Sainsbury’s profit falls and sales growth slows
British consumer spending is also under pressure from rising inflation
Sainsbury’s chief executive Mike Coupe said the group will have 165 Argos stores open in supermarkets by Christmas
British supermarket Sainsbury’s reported a 9 per cent fall in first half profit on Thursday and a slowdown in quarterly sales growth as intense competition in the grocery market took its toll.
Sainsbury’s did, however, say it had exceeded its cost savings target and forecast profits for the full 2017-18 year would be in line with the current market consensus.

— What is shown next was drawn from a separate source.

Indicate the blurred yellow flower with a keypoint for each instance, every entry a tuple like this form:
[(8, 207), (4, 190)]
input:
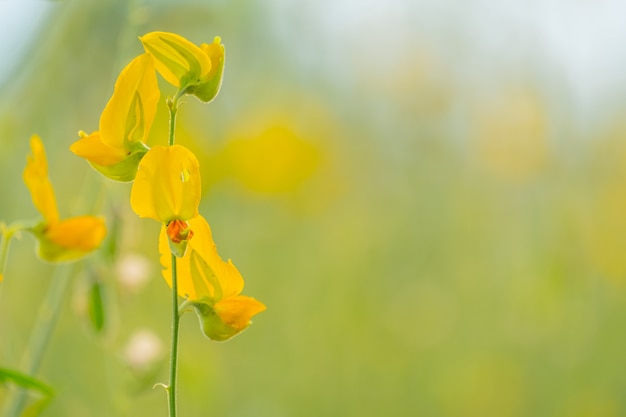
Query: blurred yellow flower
[(212, 285), (167, 185), (194, 69), (275, 161), (116, 149), (59, 240)]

They also have to cope with more expensive food imports due to a fall in the value of sterling since Britain voted to leave the European Union.
British consumer spending is also under pressure from rising inflation, subdued wage growth and ongoing uncertainty in the UK economy.

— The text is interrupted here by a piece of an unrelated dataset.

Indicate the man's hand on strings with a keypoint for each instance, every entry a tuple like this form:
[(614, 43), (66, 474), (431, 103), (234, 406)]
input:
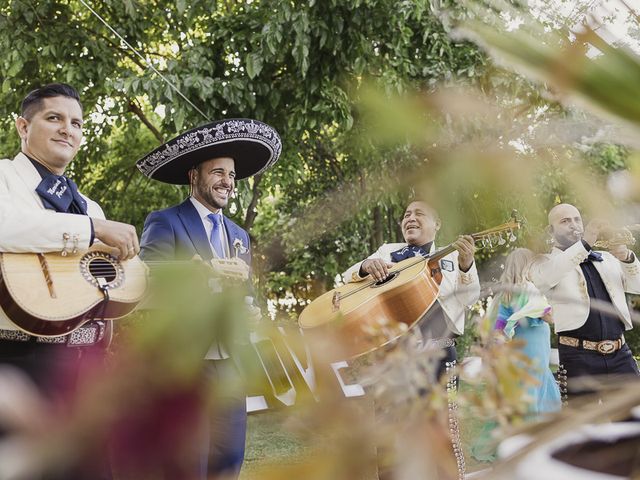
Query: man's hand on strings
[(118, 235)]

Sainsbury’s, which acquired electrical goods retailer Argos in September 2016, said it made an underlying pretax profit of £251 million ($329.7 million) in the 28 weeks to September 23rd - ahead of analysts’ average forecast of £241 million but down from £277 million made in the same period last year.
The outcome reflected efforts to keep prices low despite rising inflation, higher staff wages and inclusion of the seasonally loss-making Argos business in the results, partly offset by synergies and cost savings.
Second quarter retail like-for-like sales rose 0.6 per cent, excluding fuel - a slowdown from growth of 2.3 per cent in the first quarter.
Analysts at Bernstein said the second quarter outcome was 1.3 per cent below consensus expectations.
“The fall in like-for-like sales growth is coming from both grocery and general merchandise,” they said.
Sainsbury’s chief executive Mike Coupe said the group will have 165 Argos stores open in Sainsbury’s supermarkets by Christmas and was on track to deliver £160 million of synergy benefits from the acquisition six months ahead of schedule.
Sainsbury’s had also exceeded its cost savings target and would deliver £540 million over three years ending 2017-18. At least a further £500 million is targeted over three years from 2018-19.
“While the market remains competitive, we are well placed to navigate the external environment and we remain focused on delivering our strategy,” said Coupe.
Prior to Thursday’s update analysts’ average forecast for 2017-18 pretax profit was £572 million, down from £581 million in 2016-17.